Curtis Weaver

No. 59
- Position: Linebacker

Personal information
- Born: August 3, 1998 (age 27) Long Beach, California, U.S.
- Listed height: 6 ft 2 in (1.88 m)
- Listed weight: 265 lb (120 kg)

Career information
- High school: St. Anthony (Long Beach)
- College: Boise State (2016–2019)
- NFL draft: 2020: 5th round, 164th overall pick

Career history
- Miami Dolphins (2020)*; Cleveland Browns (2020–2022); Minnesota Vikings (2023)*; Birmingham Stallions (2024)*; Ottawa Redblacks (2024)*;
- * Offseason and/or practice squad member only

Awards and highlights
- MW Defensive Player of the Year (2019); 2× First-team All-MW (2018, 2019);

Career NFL statistics
- Total tackles: 1
- Stats at Pro Football Reference

= Curtis Weaver =

American football player (born 1998)

Curtis Weaver (born August 3, 1998) is an American former professional football player who was a linebacker for the Cleveland Browns of the National Football League (NFL). He played college football for the Boise State Broncos.

==Early life==
Weaver was born on August 3, 1998, in Long Beach, California, to a mother of Filipino descent. He attended St. Anthony High School in Long Beach, California.

==College career==
After redshirting his first year at Boise State University in 2016, Weaver played in all 14 games in 2017, recording 33 tackles, 11 sacks and one interception. As a redshirt sophomore in 2018, he had 43 tackles and 9.5 sacks. During his redshirt junior year in 2019, he set the Mountain West Conference record for career sacks. After this season, Weaver announced that he would forgo his final year of eligibility and enter the 2020 NFL draft.

==Professional career==

Pre-draft measurables
| Height | Weight | Arm length | Hand span | 20-yard shuttle | Three-cone drill | Vertical jump | Broad jump |
| 6 ft 2+3⁄8 in (1.89 m) | 265 lb (120 kg) | 32+3⁄8 in (0.82 m) | 10 in (0.25 m) | 4.27 s | 7.00 s | 32.5 in (0.83 m) | 9 ft 8 in (2.95 m) |
All values from NFL Combine

===Miami Dolphins===
Weaver was selected by the Miami Dolphins in the fifth round (164th overall) of the 2020 NFL draft. He was waived/injured by the team on August 24, 2020.

===Cleveland Browns===
Weaver was claimed off waivers by the Cleveland Browns on August 25, 2020. The Browns placed Weaver on injured reserve on August 27, 2020.
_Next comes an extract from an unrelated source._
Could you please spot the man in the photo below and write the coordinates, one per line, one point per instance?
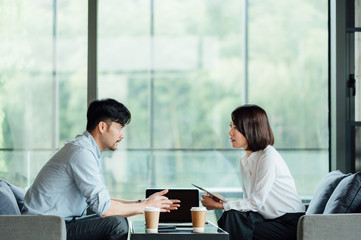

Weaver was waived by the Browns on August 31, 2021. Weaver was re-signed to the Browns' practice squad on September 1, 2021. Weaver was elevated to the Browns' active roster as a COVID-19 replacement player on December 24, 2021. Weaver made his NFL debut on January 9, 2022, against the Cincinnati Bengals, logging a tackle in the 21–16 victory. The Browns re-signed Weaver to a reserve/futures contract on January 10, 2022. He was waived by the Browns on August 29, 2022. He was re-signed to the practice squad on September 27, 2022. He was released on October 4, 2022.

===Minnesota Vikings===
On January 18, 2023, Weaver signed a reserve/future contract with the Minnesota Vikings. He was waived on August 21, 2023.

=== Birmingham Stallions ===
On October 6, 2023, Weaver signed with the Birmingham Stallions of the United States Football League (USFL). He was released on March 10, 2024.

=== Ottawa Redblacks ===
On April 3, 2024, Weaver signed with the Ottawa Redblacks of the Canadian Football League (CFL). He was listed as a defensive lineman with the Redblacks. He retired on May 8, 2024.